Position of speakers: (distance to microphone) no information
Bandwidth: (if other than zero to half of sampling rate) 44100Hz ok
Number of channels and channel separation: 1 channel ok
Acoustical environment: home, ok
· Annotation (Textgrid label file):
Unambiguous spelling standard used in annotations: not given
Labeling symbols: mixed orthographic and phonetic, no definition given, not okay, probably a phonetic transcript using Praat internal phonetic coding
List of non-standard spellings (dialectal variation, names etc.): n.a.

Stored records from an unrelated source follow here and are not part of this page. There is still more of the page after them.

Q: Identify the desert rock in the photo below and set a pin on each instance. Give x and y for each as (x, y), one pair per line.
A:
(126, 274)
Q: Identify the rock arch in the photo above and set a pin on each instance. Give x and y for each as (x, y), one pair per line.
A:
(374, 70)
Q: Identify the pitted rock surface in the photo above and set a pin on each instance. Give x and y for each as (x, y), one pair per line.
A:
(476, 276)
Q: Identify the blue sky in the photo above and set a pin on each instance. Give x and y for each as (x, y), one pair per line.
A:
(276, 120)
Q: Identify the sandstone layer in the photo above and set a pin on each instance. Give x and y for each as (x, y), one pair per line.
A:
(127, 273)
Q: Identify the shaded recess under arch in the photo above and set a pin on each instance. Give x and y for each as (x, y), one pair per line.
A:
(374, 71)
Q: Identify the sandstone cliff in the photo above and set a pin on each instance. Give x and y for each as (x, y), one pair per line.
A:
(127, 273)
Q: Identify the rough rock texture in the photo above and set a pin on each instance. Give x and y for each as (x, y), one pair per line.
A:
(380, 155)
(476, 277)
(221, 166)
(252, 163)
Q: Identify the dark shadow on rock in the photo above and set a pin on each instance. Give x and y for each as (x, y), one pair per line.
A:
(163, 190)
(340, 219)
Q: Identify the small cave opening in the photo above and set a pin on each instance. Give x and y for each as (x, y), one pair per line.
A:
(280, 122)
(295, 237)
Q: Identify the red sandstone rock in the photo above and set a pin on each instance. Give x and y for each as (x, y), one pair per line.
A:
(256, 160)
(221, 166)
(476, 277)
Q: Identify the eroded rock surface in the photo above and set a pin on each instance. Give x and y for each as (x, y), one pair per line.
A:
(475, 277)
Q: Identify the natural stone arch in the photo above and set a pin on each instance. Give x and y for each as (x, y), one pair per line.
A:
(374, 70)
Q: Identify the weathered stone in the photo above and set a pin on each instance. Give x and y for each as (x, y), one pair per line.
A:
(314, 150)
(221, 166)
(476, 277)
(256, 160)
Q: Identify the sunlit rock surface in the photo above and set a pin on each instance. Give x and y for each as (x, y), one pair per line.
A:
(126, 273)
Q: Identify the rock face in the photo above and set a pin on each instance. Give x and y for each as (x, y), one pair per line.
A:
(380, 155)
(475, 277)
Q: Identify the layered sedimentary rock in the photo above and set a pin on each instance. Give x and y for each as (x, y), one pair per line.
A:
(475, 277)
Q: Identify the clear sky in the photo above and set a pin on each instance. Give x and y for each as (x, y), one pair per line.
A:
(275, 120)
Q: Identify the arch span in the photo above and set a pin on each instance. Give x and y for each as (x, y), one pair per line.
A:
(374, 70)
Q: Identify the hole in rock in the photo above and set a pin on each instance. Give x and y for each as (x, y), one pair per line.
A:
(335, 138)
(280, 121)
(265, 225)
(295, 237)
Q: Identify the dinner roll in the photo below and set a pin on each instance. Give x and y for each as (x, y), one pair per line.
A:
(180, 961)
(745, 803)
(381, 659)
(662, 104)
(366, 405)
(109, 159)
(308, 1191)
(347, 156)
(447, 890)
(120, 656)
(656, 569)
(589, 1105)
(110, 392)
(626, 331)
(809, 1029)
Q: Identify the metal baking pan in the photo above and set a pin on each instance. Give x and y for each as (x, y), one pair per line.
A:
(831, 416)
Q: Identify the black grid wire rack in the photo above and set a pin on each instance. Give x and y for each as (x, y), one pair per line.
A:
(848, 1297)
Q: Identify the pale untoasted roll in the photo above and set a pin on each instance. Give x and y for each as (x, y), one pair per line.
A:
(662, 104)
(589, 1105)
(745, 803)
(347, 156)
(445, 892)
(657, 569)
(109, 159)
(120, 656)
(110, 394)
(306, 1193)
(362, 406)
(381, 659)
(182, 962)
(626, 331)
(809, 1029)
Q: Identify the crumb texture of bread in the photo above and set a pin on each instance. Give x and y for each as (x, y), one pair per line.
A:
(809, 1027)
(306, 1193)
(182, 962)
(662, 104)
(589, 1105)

Distinction of homographs which are no homophones: n.a.
Character set used in annotations: not defined, probably ASCII
Any other language dependent information as abbreviations etc: n.a.
Annotation manual, guidelines, instructions: no information, not okay
Description of quality assurance procedures: not given
Selection of annotators: not given
Training of annotators: not given
Annotation tools used: praat, ok
· Lexicon:
Format: n.a.
Text-to-phoneme procedure: n.a.
Explanation or reference to the phoneme set: n.a.
Phonological or higher order phenomena accounted in the phonemic transcriptions: n.a.
· Statistical information:
Frequency of sub-word units: phonemes (diphones, triphones, syllables,...): n.a.
Word frequency table: n.a.
· Others:
Any other essential language-dependent information or convention: n.a.
Indication of how many files were double-checked by the producer together with percentage of detected errors: not given
Status of documentation: incomplete
The following list contains all validation steps with the methodology and results.
Completeness of signal files: ok (but not all speakers have the same number of recordings)
Completeness of meta data files: ok
Completeness of annotation files: not all signalfiles were annotated (204 of 331 signalfiles were not annotated)
Correctness of file names: ok
Empty files: none
Status of signal, annotation and meta data files: n.a.
Cross checks of meta information: ok ?
Cross checks of summary listings: n.a.
Annotation and lexicon contents: no lexicon, n.a.
Due to the fact that the annotation in AsiCa has not been properly documented, a manual validation of annotation, i.e. the manual check of a random sample of annotations regarding the speech signal is not possible at the present state.
The status of copyright was not clear and seemed to be incorrect.
A website in Italian language was given in the README for information.
The DVD-structure of the corpus was not given and also the English version of the README-file was missing (was supplied by validator).
The indices of the filenaming is not clear: the numbers are self-explanatory, but 'a' is not defined. In the automatic validation some further unclarities appeared: Which range is defined for the two groups of age/generation? For example the age 37 can be found in group 1 and 2. Also there is no consistence in the naming of the speakers education (Italian and German terms are found).
The data structure of the corpus should be supplied by the creators and the status of copyright has to be cleared and added. The information about the annotation should be completed and more detailed. The filenaming, in particular the indices should be adjusted. Definition of the groups and consistence should be cleared (see above IV.).
The speech corpus AsiCa has been validated against general principles of good practise. The validation covered completeness and formal checks of the selected sub samples. The corpus has some good basic approaches but especially the annotation and its documentation is in need of improvement.
Because of this fact and other missing informations, the corpus is in moderate to poor condition for scientific and technical usage.